Class<?>[] parameterTypes = Arrays.stream(args).map(Object::getClass).toArray(Class[]::new);

This doesn't work.

Trivial example:

class Example {
  public Example(Number n) {
    System.out.println("Hello!");
  }
}

...

createInstance("com.foo.Example", 5);

The above does not work!!

That's because invoking .getClass() on that 5 gets you java.lang.Integer.class . This is entirely 'compatible' with Number (it's a subclass of it) - new Example(5) works just fine. However, getConstructor() searches for exactly what you ask for, which is a constructor that takes 1 Integer . That's not there. You have a constructor that takes a supertype of Integer.

The one and only way to fix this is to use .getDeclaredConstructors() , go through all of them, and use .isSubclass and friends on each and every argument, also adding code to deal with varargs invokes if you like, and then using that.

This is incredibly slow .

More generally this approach means you take the worst aspects of laissez-faire compiler-less languages (usually called 'scripting languages'), and the worst aspects of java, whilst leaving the best parts out. What possible point does this serve?

I bet you're looking for some of these options:

Build and compiler infra is much better than you think it is

There are many tools out there that are extremely smart about knowing what java code needs to be compiled (ie only the thing you changed), and that compiles just those things. For example, eclipse (the editor) will just automatically and near instantaneously keep all your stuff compiled, continuously. If this is an attempt to avoid the compile-build loop, there's no need for that.

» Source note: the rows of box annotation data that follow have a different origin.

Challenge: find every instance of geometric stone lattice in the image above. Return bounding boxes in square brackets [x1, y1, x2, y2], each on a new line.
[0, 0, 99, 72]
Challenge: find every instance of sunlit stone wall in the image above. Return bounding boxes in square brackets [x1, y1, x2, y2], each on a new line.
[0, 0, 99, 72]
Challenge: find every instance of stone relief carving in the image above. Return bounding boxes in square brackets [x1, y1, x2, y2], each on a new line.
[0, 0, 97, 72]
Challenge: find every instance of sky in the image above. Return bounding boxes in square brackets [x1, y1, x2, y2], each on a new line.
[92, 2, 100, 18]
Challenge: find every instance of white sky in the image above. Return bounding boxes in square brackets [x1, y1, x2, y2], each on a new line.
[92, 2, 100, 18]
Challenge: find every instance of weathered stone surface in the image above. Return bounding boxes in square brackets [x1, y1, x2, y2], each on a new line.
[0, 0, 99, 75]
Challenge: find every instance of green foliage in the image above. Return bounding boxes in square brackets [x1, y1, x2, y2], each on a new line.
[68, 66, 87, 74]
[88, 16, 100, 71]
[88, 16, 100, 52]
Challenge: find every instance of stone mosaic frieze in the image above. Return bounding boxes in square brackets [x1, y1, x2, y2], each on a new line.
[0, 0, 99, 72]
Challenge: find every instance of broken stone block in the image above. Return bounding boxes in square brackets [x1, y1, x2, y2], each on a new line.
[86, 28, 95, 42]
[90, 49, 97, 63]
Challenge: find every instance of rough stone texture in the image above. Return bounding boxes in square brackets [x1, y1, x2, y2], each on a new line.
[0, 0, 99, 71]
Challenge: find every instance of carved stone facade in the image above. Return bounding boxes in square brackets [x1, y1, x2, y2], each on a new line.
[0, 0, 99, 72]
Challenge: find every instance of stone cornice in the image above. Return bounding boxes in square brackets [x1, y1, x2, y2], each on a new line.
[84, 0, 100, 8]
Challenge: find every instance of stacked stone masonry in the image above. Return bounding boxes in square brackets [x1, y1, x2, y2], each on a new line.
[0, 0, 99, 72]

You can even run java foo.java and the JVM will automatically compile and run it, for trivial one-file projects.

There are java-esque scripting languages

You can just run javascript in java if you want. The GraalVM project has a java library that just runs javascript. Why not use that? If you'd like the syntax to be specifically java-like, there's beanshell and groovy.

There are module systems and dynamic loaders

You can set up, in plain jane java (look up the ClassLoader class in the javadocs, or the OSGi project, for example), a system that can 'live-reload' classes in a running JVM. If the aim is that you can start a JVM, and then manually 'program in it' as it runs, you can use those.

Debuggers are awesome

Debuggers can plug into running JVMs, even across an inte.net connection if you want, and just run code you type, on demand, in the middle of a breakpointed thread. In eclipse, for example, just set a breakpoint anywhere, run the thing (click the 'bug' button, that runs it in debug mode), and then just open the debug shell and type whatever you want. You can even access the local variables, they'll have whatever value they have when the breakpoint was hit. You can do this to 'live code' running on a server if you like.

There's JSP

I strongly, strongly advise against this, but JSP is a thing where you can stick java code amongst your HTML in a .jsp file and have a web server just run this. It'll take care of everything - detecting that it changed, (re)compiling it, and running it. You can trivially edit the JSP file and just reload a page and now you're looking at the new stuff.

Some require you to tell it: Yes, please check for changes and re-compile.